Mary Jane McCallum, a senator from Manitoba, says that fraud involving Indigenous identities does a lot of harm. (The Canadian Press/Spencer Colby)
Cree Senator Mary Jane McCallum wants the Senate to look into the “invisible crime” of identity fraud among Indigenous people
Sen. Mary Jane McCallum says that Indigenous identity fraud is a serious crime that hurts Indigenous women but is rarely seen.
The Cree woman from Manitoba wants a Senate committee to look into what’s going on and how bad it is.
In an interview from her office on Parliament Hill, she said, “People don’t really look at identity theft.” “It’s almost like a crime that can’t be seen.”
She also said that it’s another fight that Indigenous women have to fight, and she’s tired of always having to fight.
Her call for a closer look comes after a number of high-profile cases in recent years in which academics and artists who claimed to be Indigenous were shown to be lying.
Recently, a CBC News investigation showed that Mary Ellen Turpel-Lafond, a respected scholar and longtime advocate for Indigenous rights, has made questionable claims about her Indigenous identity.
A separate investigation by CBC News led to a well-known health researcher, Carrie Bourassa, being put on leave by the University of Saskatchewan because it didn’t seem likely that she was of Métis heritage.
In 2017, an investigation by the Aboriginal Peoples Television Network called into question the author Joseph Boyden’s claims that he was of Indigenous descent.
McCallum said on Thursday that when identity theft happens in a university, it is usually other Indigenous academics, especially women, who have to speak up.
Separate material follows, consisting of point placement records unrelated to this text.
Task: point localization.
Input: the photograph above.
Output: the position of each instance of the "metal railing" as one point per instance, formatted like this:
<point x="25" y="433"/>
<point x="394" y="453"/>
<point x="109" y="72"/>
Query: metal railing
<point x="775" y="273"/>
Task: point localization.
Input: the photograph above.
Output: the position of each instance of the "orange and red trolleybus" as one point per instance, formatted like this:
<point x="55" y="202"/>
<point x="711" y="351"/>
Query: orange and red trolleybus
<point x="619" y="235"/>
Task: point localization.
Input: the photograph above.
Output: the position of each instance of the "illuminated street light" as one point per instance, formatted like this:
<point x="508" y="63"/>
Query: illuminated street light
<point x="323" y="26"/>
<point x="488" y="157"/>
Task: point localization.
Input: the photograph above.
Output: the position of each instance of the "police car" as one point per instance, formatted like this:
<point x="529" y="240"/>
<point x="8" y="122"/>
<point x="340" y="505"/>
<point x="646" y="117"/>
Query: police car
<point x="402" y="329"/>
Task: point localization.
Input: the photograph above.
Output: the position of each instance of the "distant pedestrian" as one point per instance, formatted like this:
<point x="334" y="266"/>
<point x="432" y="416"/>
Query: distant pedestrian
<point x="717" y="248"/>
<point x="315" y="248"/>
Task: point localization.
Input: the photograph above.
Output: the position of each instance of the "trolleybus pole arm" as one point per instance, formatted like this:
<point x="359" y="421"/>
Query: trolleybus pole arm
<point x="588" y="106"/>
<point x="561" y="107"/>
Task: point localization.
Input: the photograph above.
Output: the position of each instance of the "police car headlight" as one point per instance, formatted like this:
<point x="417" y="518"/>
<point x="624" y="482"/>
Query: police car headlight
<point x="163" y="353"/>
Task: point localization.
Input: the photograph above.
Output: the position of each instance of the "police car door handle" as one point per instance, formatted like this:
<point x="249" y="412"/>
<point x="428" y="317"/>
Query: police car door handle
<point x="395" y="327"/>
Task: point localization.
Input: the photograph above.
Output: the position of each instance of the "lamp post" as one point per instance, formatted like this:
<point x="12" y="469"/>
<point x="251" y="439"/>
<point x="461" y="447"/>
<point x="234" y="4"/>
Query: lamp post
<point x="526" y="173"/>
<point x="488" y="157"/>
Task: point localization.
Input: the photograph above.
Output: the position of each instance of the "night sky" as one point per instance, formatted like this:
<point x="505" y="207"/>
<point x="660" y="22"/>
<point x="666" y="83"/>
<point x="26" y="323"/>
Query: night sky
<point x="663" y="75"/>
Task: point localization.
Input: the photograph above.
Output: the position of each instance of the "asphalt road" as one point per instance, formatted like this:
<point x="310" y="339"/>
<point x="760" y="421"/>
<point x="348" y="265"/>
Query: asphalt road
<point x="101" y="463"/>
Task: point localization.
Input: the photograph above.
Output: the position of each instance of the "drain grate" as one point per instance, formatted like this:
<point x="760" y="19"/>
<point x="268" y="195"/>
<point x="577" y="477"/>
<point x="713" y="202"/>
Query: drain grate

Students are also hurt by this, and they often feel angry and violated.
When she thinks back on her own life, the senator says that she looked up to her father as a role model, and she says that students feel the same way about their teachers.
“Now to find out, ‘Well, they’re not even Indigenous,’ like, what does that do to a person?”
McCallum thinks that not enough Canadians realize how bad it is when people lie about being Indigenous. She says this is made worse by the fact that some people are still fighting for the Indian Act to recognize their identity as Indigenous.
The senator thinks about her own life once more. McCallum says that her 10-month-old grandson will not be given status because her husband is not Indigenous and her daughter was born after 1985.
So she needs to fight about that too.
“It’s at the heart of being a woman to fight for your community and your people,” she said, with tears in her eyes and her voice shaking with emotion.
“It’s so hard to deal with, and it keeps going on.”
McCallum says she doesn’t know why someone would pretend to be from a different family than their own.
And since she went to residential school for 11 years and grew up at a time when many Indigenous people hid who they were, she also wonders when it became okay to be Indigenous.
“There will always be people who try to fill in the gaps and use their indigenousness to gain power.”